CurrentBatchTimestamp¶

Overview¶

The CurrentBatchTimestamp expression represents a timestamp value that remains constant for the duration of a streaming batch. It is designed to prevent optimizer from pushing it below stateful operators and allows IncrementalExecution to substitute it with a literal value during streaming query execution.

Syntax¶

current_batch_timestamp()

Arguments¶

Argument	Type	Description
timestampMs	Long	The timestamp value in milliseconds
dataType	DataType	The target data type (TimestampType, TimestampNTZType, or DateType)
timeZoneId	Option[String]	Optional timezone identifier for timezone-aware conversions

Return Type¶

Returns one of the following data types based on the configured dataType parameter:

TimestampType - Returns timestamp in microseconds
TimestampNTZType - Returns timezone-naive timestamp in microseconds
DateType - Returns date as days since epoch

Supported Data Types¶

This expression supports conversion to the following output data types:

TimestampType (with timezone)
TimestampNTZType (timezone-naive)
DateType

Algorithm¶

The expression evaluation follows these steps:

Converts the input timestamp from milliseconds to microseconds using millisToMicros()
For TimestampType: Returns the microsecond timestamp directly
For TimestampNTZType: Applies timezone conversion from UTC to the specified zone using convertTz()
For DateType: Converts microseconds to days since epoch using microsToDays()
Returns the final literal value through toLiteral.value

Partitioning Behavior¶

This expression has minimal impact on partitioning:

Does not require shuffle operations as it's a leaf expression
Preserves existing partitioning schemes
Marked as nondeterministic to prevent inappropriate optimizations across batches

Edge Cases¶

Null handling: Expression is marked as non-nullable (nullable = false)
Empty input: Returns the configured timestamp value regardless of input row content
Timezone conversion: When no timeZoneId is provided, defaults to system timezone for conversions
Batch consistency: Same timestamp value is returned for all rows within a single batch

Code Generation¶

This expression uses CodegenFallback, meaning it does not support Tungsten code generation and falls back to interpreted evaluation mode.
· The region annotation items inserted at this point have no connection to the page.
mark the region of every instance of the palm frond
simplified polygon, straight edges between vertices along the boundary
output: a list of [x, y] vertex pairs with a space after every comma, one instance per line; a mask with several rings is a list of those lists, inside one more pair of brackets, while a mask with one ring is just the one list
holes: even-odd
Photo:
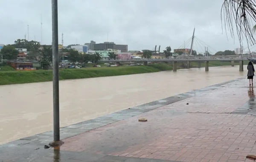
[[229, 31], [233, 38], [236, 30], [241, 48], [244, 38], [248, 48], [256, 44], [253, 37], [256, 27], [252, 28], [252, 22], [256, 22], [256, 0], [224, 0], [221, 14], [222, 30], [224, 26], [226, 34]]

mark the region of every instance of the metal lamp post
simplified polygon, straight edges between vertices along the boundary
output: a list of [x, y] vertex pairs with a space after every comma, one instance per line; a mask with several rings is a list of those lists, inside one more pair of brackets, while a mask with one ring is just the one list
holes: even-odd
[[58, 76], [58, 0], [52, 0], [52, 81], [53, 92], [53, 139], [60, 140], [60, 115]]

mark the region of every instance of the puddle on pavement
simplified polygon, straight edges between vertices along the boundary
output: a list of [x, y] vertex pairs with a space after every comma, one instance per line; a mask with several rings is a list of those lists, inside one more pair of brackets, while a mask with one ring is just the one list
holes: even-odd
[[[209, 69], [208, 73], [204, 68], [192, 68], [61, 81], [60, 126], [245, 77], [247, 73], [231, 65]], [[52, 130], [52, 89], [51, 82], [0, 86], [0, 144]]]

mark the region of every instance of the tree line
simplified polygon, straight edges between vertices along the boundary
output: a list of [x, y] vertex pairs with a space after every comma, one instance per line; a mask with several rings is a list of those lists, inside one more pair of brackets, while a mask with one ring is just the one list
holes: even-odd
[[[71, 45], [69, 46], [71, 47]], [[16, 48], [26, 49], [27, 56], [26, 59], [38, 61], [41, 64], [44, 68], [47, 68], [52, 62], [52, 45], [41, 45], [37, 41], [29, 41], [20, 39], [15, 41], [13, 44], [4, 46], [0, 52], [3, 59], [17, 59], [19, 51]], [[116, 58], [117, 55], [114, 52], [110, 52], [108, 55], [110, 58]], [[78, 51], [72, 49], [63, 48], [59, 50], [59, 56], [60, 62], [65, 57], [65, 60], [68, 60], [72, 63], [78, 62], [85, 64], [88, 61], [97, 63], [101, 59], [102, 56], [98, 53], [93, 54], [81, 54]]]

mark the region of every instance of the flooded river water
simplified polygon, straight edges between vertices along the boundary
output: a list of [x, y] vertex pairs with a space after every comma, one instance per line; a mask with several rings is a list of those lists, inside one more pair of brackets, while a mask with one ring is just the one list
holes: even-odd
[[[246, 66], [244, 68], [245, 70]], [[210, 67], [60, 82], [65, 126], [245, 76], [239, 67]], [[0, 144], [52, 129], [52, 82], [0, 86]]]

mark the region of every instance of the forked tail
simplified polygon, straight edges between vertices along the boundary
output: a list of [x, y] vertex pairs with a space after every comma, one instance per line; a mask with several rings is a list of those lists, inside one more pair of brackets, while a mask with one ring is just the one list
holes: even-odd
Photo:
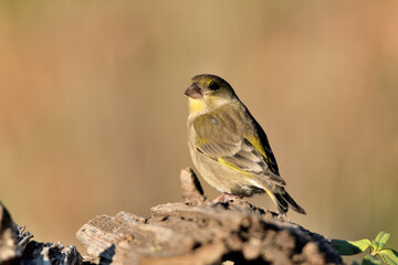
[[286, 213], [289, 208], [291, 208], [298, 213], [306, 214], [304, 209], [300, 206], [284, 189], [282, 190], [281, 193], [272, 193], [272, 194], [274, 195], [275, 199], [274, 202], [277, 206], [277, 210], [281, 213]]

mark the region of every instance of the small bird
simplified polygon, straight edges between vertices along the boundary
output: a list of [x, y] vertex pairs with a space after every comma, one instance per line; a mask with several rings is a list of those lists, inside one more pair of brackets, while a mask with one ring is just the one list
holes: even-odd
[[189, 97], [188, 146], [203, 179], [223, 192], [214, 202], [266, 192], [277, 210], [305, 214], [284, 189], [275, 157], [259, 123], [221, 77], [196, 75]]

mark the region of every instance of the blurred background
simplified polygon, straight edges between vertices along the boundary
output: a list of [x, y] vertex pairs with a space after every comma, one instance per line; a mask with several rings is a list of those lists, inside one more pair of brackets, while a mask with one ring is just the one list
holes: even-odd
[[392, 0], [1, 1], [0, 199], [80, 251], [95, 215], [180, 201], [184, 91], [212, 73], [266, 131], [294, 222], [397, 248], [397, 25]]

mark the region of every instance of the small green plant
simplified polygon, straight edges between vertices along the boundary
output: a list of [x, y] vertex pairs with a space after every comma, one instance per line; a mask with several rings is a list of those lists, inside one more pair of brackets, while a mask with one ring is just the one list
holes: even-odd
[[[369, 248], [369, 254], [364, 257], [362, 265], [381, 264], [381, 261], [376, 258], [377, 255], [380, 256], [386, 264], [398, 265], [398, 252], [392, 248], [384, 248], [389, 236], [389, 233], [381, 231], [371, 242], [369, 240], [332, 240], [332, 245], [341, 255], [356, 255]], [[359, 265], [359, 263], [353, 262], [353, 265]]]

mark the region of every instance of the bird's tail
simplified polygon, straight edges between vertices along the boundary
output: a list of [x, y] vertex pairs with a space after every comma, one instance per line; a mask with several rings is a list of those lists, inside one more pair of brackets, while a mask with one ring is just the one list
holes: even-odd
[[287, 191], [285, 191], [283, 188], [282, 188], [281, 192], [272, 193], [272, 195], [273, 195], [273, 198], [272, 197], [271, 198], [273, 199], [274, 203], [277, 206], [277, 210], [281, 213], [286, 213], [289, 208], [291, 208], [291, 209], [293, 209], [294, 211], [296, 211], [298, 213], [306, 214], [304, 209], [302, 206], [300, 206], [293, 200], [293, 198], [287, 193]]

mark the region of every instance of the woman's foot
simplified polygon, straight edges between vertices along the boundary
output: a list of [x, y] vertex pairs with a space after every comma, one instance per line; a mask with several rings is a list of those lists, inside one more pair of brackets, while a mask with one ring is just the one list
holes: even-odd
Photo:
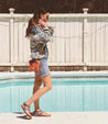
[[29, 119], [32, 119], [31, 112], [30, 112], [30, 106], [24, 102], [23, 104], [21, 104], [22, 110], [24, 111], [24, 113], [26, 114], [26, 116]]
[[43, 112], [41, 109], [37, 109], [33, 112], [34, 116], [51, 116], [51, 114]]

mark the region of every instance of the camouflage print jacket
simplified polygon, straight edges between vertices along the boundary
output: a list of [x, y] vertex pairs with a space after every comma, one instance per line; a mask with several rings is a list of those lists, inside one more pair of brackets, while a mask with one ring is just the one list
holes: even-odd
[[51, 41], [53, 32], [54, 30], [52, 26], [42, 27], [40, 24], [36, 24], [36, 27], [32, 27], [30, 33], [32, 59], [40, 59], [45, 57], [45, 52], [48, 50], [46, 43]]

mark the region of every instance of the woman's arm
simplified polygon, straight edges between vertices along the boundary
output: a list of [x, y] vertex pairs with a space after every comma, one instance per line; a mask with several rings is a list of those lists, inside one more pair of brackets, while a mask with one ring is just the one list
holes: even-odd
[[48, 27], [41, 27], [41, 25], [35, 29], [35, 33], [30, 34], [31, 40], [43, 43], [50, 42], [51, 36], [52, 31]]

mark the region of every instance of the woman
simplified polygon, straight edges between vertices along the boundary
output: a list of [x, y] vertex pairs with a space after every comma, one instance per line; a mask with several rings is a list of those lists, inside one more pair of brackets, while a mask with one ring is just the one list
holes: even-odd
[[[31, 57], [32, 59], [40, 58], [41, 70], [35, 71], [35, 80], [33, 87], [33, 95], [21, 104], [24, 113], [29, 119], [32, 119], [30, 106], [34, 102], [34, 116], [51, 116], [51, 114], [43, 112], [40, 109], [39, 100], [44, 93], [52, 89], [52, 78], [47, 65], [48, 49], [46, 43], [51, 41], [53, 30], [50, 29], [47, 20], [50, 12], [45, 9], [39, 9], [34, 12], [33, 18], [29, 21], [26, 29], [26, 37], [31, 41]], [[44, 83], [43, 88], [40, 88]]]

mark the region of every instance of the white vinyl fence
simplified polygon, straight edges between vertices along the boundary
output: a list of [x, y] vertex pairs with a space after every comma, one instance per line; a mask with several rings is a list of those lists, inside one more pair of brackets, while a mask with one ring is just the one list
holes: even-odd
[[[25, 38], [33, 14], [0, 14], [0, 66], [29, 66], [30, 41]], [[51, 14], [54, 36], [48, 46], [50, 66], [108, 66], [108, 14]]]

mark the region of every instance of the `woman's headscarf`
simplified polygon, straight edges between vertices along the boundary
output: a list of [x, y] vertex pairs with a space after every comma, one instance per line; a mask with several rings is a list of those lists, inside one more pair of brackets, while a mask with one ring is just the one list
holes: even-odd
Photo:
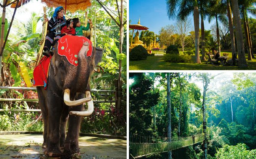
[[[64, 8], [63, 8], [63, 6], [60, 6], [56, 8], [54, 10], [54, 13], [53, 13], [53, 17], [56, 17], [58, 12], [60, 11], [61, 10], [64, 10]], [[63, 18], [64, 19], [65, 19], [65, 16], [63, 16]]]

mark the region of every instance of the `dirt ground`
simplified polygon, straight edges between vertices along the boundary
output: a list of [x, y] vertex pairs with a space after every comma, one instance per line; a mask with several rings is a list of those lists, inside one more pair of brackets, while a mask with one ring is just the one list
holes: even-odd
[[[42, 135], [0, 135], [0, 159], [50, 159], [43, 155]], [[79, 139], [81, 159], [126, 158], [126, 140], [95, 137]]]

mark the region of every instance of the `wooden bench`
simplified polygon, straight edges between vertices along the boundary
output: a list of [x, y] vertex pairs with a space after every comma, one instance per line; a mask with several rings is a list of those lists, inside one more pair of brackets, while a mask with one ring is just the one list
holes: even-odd
[[207, 64], [207, 63], [208, 62], [210, 62], [211, 63], [211, 64], [214, 64], [214, 63], [216, 63], [216, 64], [218, 63], [218, 61], [219, 61], [218, 59], [212, 59], [211, 57], [211, 55], [210, 55], [209, 54], [208, 54], [208, 55], [209, 58], [208, 59], [208, 61], [207, 61], [206, 62], [206, 64]]
[[[237, 65], [238, 65], [238, 59], [237, 58], [237, 54], [238, 54], [237, 53], [235, 54], [234, 55], [234, 58], [235, 59], [235, 64], [237, 64]], [[229, 64], [230, 64], [231, 66], [232, 66], [233, 64], [233, 61], [232, 59], [227, 60], [227, 63]]]

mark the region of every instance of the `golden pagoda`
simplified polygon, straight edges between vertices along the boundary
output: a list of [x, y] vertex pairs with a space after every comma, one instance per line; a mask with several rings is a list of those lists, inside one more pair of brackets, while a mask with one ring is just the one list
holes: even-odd
[[152, 48], [152, 47], [153, 47], [153, 44], [152, 42], [150, 42], [150, 45], [149, 47], [150, 48]]
[[147, 43], [146, 43], [146, 42], [145, 42], [145, 43], [144, 44], [144, 47], [147, 49]]
[[153, 48], [155, 48], [156, 47], [156, 37], [155, 37], [155, 40], [154, 40], [153, 47]]
[[142, 26], [140, 25], [140, 18], [138, 19], [138, 22], [137, 24], [131, 24], [129, 25], [129, 28], [132, 29], [132, 40], [131, 42], [131, 44], [130, 46], [129, 49], [131, 49], [134, 47], [136, 47], [138, 45], [142, 45], [143, 47], [145, 47], [144, 43], [143, 41], [140, 40], [139, 40], [139, 33], [138, 31], [135, 33], [135, 36], [134, 37], [134, 43], [132, 43], [132, 39], [133, 39], [133, 35], [134, 32], [134, 29], [137, 30], [147, 30], [148, 29], [148, 28], [144, 26]]

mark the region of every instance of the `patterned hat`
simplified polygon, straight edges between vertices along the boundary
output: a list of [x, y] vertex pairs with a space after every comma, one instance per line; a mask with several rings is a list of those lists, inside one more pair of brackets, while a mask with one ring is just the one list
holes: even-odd
[[68, 27], [72, 22], [74, 22], [74, 21], [72, 19], [69, 19], [67, 20], [66, 22], [66, 24], [67, 25], [67, 26]]

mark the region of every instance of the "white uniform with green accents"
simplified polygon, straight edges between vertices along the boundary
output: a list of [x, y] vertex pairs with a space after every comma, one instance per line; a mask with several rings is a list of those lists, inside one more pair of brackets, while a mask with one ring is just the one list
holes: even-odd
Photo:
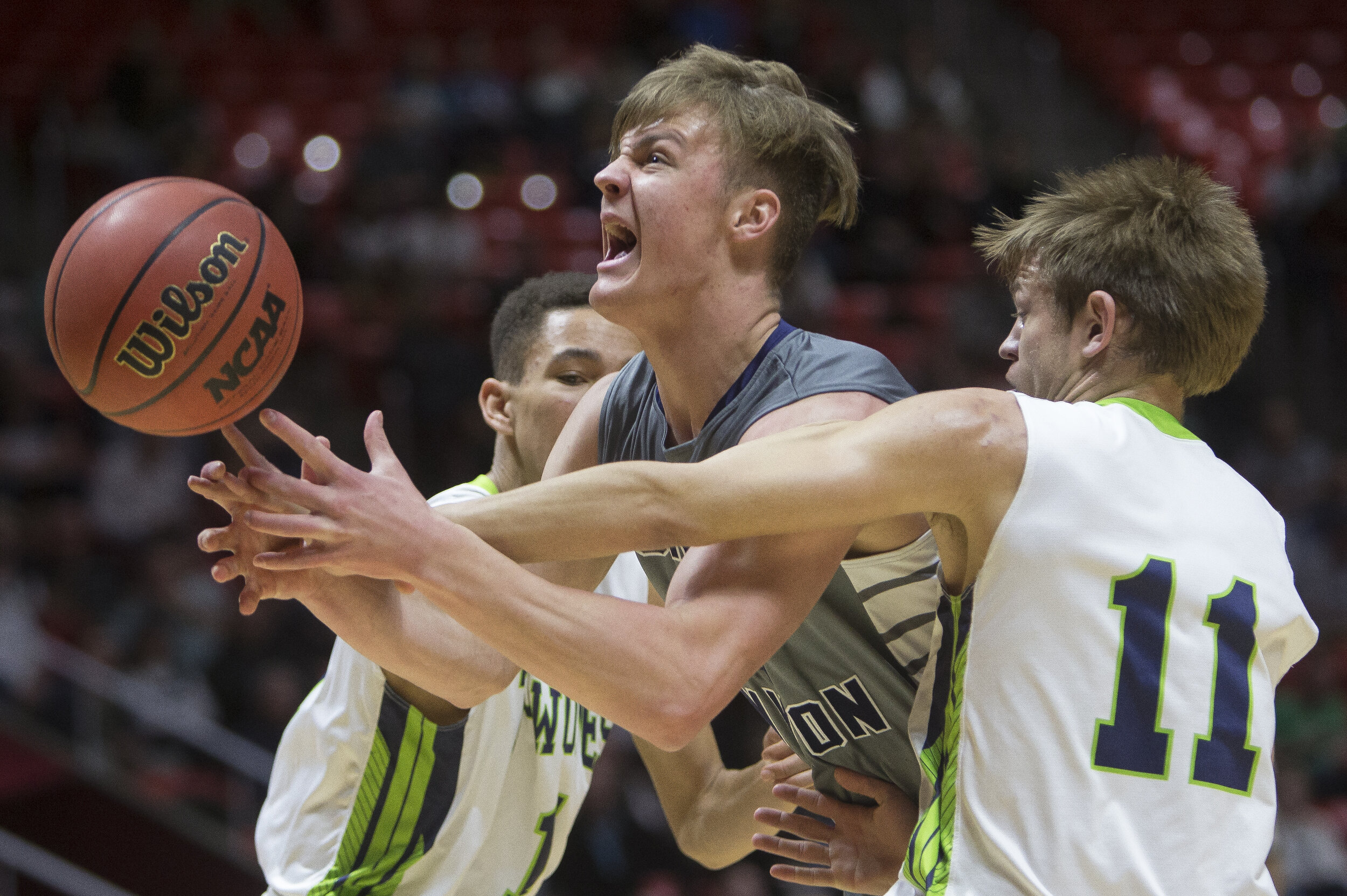
[[[431, 498], [484, 498], [486, 476]], [[645, 601], [633, 554], [598, 591]], [[435, 725], [337, 640], [286, 726], [257, 819], [275, 896], [525, 896], [562, 860], [612, 724], [521, 671]]]
[[1016, 396], [1018, 492], [944, 596], [894, 893], [1274, 893], [1273, 689], [1313, 646], [1281, 517], [1172, 416]]

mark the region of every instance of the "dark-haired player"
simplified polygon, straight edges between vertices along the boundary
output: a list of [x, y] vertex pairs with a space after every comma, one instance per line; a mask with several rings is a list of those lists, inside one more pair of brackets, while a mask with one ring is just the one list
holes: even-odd
[[[629, 332], [589, 308], [593, 283], [547, 274], [505, 297], [492, 324], [497, 375], [478, 397], [497, 433], [492, 470], [431, 506], [537, 482], [577, 401], [636, 354]], [[257, 460], [237, 432], [229, 436]], [[298, 587], [286, 596], [311, 603], [298, 580], [290, 584]], [[598, 588], [632, 601], [647, 589], [633, 554], [618, 557]], [[560, 861], [612, 724], [415, 596], [404, 611], [403, 624], [426, 635], [419, 643], [434, 673], [401, 667], [435, 693], [337, 640], [326, 677], [286, 728], [257, 821], [271, 893], [524, 896]], [[762, 830], [753, 810], [770, 799], [757, 766], [726, 771], [710, 731], [679, 753], [638, 748], [688, 854], [719, 866], [752, 849]]]
[[[632, 89], [613, 125], [613, 160], [595, 178], [606, 256], [590, 304], [645, 351], [579, 402], [548, 475], [614, 460], [696, 461], [804, 424], [861, 420], [912, 394], [878, 352], [780, 318], [780, 287], [816, 223], [855, 215], [849, 132], [789, 67], [709, 47]], [[264, 418], [337, 484], [330, 453]], [[380, 451], [377, 422], [366, 433]], [[366, 484], [373, 491], [362, 496], [391, 510], [393, 491], [409, 483]], [[381, 486], [387, 496], [376, 496]], [[509, 527], [493, 505], [449, 510], [473, 527]], [[303, 525], [257, 519], [277, 534]], [[379, 523], [431, 552], [440, 533]], [[203, 544], [233, 549], [228, 533]], [[339, 548], [322, 550], [315, 541], [267, 565], [339, 568]], [[820, 791], [869, 802], [847, 782], [858, 780], [851, 771], [870, 775], [893, 796], [877, 817], [894, 829], [912, 823], [900, 791], [915, 799], [921, 775], [907, 720], [939, 599], [935, 542], [920, 514], [643, 556], [665, 608], [587, 593], [610, 562], [550, 572], [578, 588], [486, 588], [470, 605], [427, 597], [511, 661], [665, 749], [686, 745], [745, 689]], [[236, 557], [220, 574], [242, 572]], [[389, 627], [380, 636], [396, 652], [403, 634]], [[835, 883], [884, 889], [896, 877], [893, 865], [874, 876], [845, 870]]]

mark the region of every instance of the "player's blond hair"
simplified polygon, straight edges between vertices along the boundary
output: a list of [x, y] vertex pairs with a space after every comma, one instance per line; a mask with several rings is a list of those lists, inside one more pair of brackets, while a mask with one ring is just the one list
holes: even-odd
[[773, 285], [789, 276], [819, 222], [849, 227], [855, 221], [861, 176], [846, 140], [854, 128], [811, 100], [800, 77], [780, 62], [744, 59], [706, 44], [665, 59], [622, 100], [613, 118], [612, 157], [633, 128], [694, 109], [721, 128], [726, 188], [766, 187], [781, 200]]
[[1125, 159], [1067, 174], [1022, 218], [975, 230], [974, 245], [1013, 281], [1036, 262], [1074, 320], [1095, 289], [1131, 315], [1126, 348], [1187, 396], [1220, 389], [1263, 316], [1268, 273], [1235, 192], [1177, 159]]

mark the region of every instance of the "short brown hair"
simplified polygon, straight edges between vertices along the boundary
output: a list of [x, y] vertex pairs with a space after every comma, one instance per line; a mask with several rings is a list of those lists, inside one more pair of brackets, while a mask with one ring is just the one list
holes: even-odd
[[1067, 320], [1109, 292], [1133, 318], [1126, 348], [1187, 396], [1226, 385], [1262, 322], [1268, 273], [1249, 215], [1230, 187], [1177, 159], [1061, 175], [1022, 218], [978, 227], [974, 245], [1008, 281], [1036, 262]]
[[504, 382], [524, 378], [543, 320], [554, 311], [589, 308], [589, 291], [598, 274], [559, 270], [525, 280], [512, 289], [492, 318], [492, 373]]
[[688, 109], [704, 109], [721, 126], [727, 188], [762, 186], [781, 199], [773, 285], [789, 276], [820, 221], [841, 227], [855, 221], [861, 176], [846, 141], [854, 128], [811, 100], [791, 66], [694, 44], [661, 62], [622, 100], [612, 157], [628, 130]]

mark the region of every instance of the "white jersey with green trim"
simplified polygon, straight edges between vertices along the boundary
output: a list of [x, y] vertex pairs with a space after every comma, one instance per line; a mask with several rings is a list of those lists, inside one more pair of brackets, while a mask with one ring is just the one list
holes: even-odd
[[1317, 638], [1281, 517], [1153, 405], [1016, 398], [1024, 476], [940, 603], [892, 892], [1273, 895], [1273, 690]]
[[[442, 505], [494, 494], [485, 476]], [[599, 592], [645, 601], [634, 554]], [[338, 639], [286, 726], [257, 819], [275, 896], [527, 896], [555, 870], [612, 724], [525, 671], [435, 725]]]

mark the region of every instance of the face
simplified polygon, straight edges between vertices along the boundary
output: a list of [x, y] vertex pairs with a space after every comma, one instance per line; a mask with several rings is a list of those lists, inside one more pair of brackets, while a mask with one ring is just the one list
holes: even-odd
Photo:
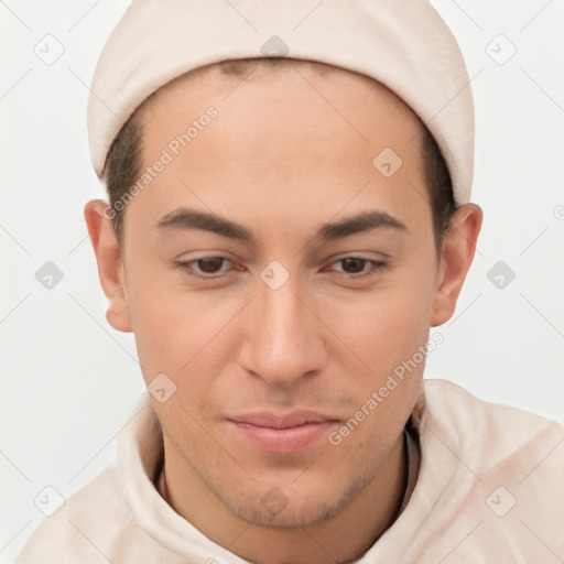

This is intentional since the expression should be replaced with a literal during query planning.

Examples¶

-- Returns current batch timestamp as timestamp type
SELECT current_batch_timestamp()

-- Can be used in streaming queries to get batch processing time
SELECT id, value, current_batch_timestamp() as batch_time FROM streaming_table

// DataFrame API usage in streaming context
import org.apache.spark.sql.functions._

val streamingDF = spark.readStream
  .format("kafka")
  .option("kafka.bootstrap.servers", "localhost:9092")  
  .load()

val withBatchTime = streamingDF.select(
  col("value"),
  expr("current_batch_timestamp()").as("batch_time")
)